There are two different ways to lift weights effectively. One is to lift to a natural count of a pace similar to 1, 2, 3, 4. The other is to lift slowly, with a count of 1 taking quite a period of time before you finish the move.
Natural lifting versus slow lifting has been hotly debated by some experts who want to declare beyond a doubt that one is better than the other. The truth is that they both have their uses, and those uses depend on each individual’s state of health and their fitness goals.
Many people who become interested in a strength training program, using weights such as dumbbells, have not worked out for a while or ever, so they need to learn how to lift safely and effectively. This means not overdoing it in terms of how much weight they are using, or how many repetitions they plan to do. Why? To avoid injury and overtraining and to learn proper lifting technique. Slow lifting can help with these issues. You learn how to focus on how to lift the weight, breathing technique appropriate to your fitness level, and putting pressure on the muscle so it will and the specific muscle targeted.
Slow lifting is particularly good for anyone who has joint issues that might be aggravated by a lot of repetitious movements, such as arthritis or bursitis.
Slow lifting is also of benefit for those with osteoporosis, thinning of the bone, because you are bearing more weight for longer, not just popping the weights up and down from one position to the next. In the same way that light weights encourage muscle fibers to strengthen so you can start lifting heavier weights over time, it also encourages stronger, healthier bone to form.
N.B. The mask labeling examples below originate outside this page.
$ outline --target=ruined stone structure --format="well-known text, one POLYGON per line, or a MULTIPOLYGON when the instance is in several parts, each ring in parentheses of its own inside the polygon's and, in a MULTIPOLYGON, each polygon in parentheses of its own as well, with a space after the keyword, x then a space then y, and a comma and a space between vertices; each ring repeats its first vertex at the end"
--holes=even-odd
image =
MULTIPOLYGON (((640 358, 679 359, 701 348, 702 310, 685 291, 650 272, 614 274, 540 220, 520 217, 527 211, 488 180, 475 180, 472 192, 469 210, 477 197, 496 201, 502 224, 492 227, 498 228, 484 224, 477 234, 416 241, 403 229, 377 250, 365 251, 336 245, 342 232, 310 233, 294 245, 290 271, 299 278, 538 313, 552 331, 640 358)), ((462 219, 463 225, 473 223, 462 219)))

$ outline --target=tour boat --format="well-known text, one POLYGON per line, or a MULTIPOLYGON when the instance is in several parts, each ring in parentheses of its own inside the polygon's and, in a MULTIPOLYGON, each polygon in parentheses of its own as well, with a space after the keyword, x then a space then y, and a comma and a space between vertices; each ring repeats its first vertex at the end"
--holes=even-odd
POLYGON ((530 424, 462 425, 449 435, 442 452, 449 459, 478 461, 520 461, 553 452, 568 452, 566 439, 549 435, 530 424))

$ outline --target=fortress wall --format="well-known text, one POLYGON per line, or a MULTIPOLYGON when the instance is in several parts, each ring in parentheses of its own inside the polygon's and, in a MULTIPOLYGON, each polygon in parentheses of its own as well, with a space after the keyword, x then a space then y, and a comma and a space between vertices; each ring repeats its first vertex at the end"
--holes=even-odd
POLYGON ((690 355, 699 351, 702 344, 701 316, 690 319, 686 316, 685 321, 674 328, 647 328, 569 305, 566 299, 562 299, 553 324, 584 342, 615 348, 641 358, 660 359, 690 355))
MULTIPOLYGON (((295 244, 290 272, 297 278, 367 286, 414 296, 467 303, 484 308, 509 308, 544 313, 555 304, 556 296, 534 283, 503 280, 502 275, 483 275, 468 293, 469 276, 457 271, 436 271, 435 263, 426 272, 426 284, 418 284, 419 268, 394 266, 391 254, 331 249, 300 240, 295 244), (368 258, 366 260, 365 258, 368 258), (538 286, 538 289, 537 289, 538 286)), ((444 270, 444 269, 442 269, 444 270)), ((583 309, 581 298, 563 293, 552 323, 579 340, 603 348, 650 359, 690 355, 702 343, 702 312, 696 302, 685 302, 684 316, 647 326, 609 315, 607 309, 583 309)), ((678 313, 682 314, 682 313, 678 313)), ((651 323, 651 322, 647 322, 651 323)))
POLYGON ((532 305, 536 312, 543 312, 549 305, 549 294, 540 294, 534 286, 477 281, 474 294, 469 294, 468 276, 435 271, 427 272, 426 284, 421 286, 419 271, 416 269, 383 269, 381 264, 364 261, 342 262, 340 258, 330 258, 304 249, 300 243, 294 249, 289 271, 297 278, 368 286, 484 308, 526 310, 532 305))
A third reason why slow lifting might be the smartest choice when you are first starting is to avoid injury by learning the proper form for each exercise you are attempting. Weight lifting injures are often caused by poor posture or improper handling of the weights, such as wobbling, jerking, or overextending and pulling a muscle or spraining a joint. Slow lifting gives you a great deal more control of the weight. Instead of trying to rattle off as many reps as possible, you are focusing on form and what some might say is the ‘perfect lift’ that will work deep into your muscles and give you the kind of results you’ve been looking for.
If you have never lifted before, start slowly to avoid injury. In this case, slow lifting may be perfect for you. Once you have mastered the form for your particular exercises in your workout routine, then you can lift at a natural count. Or, for the sake of varying your training routine, use a combination of slow and natural lifting.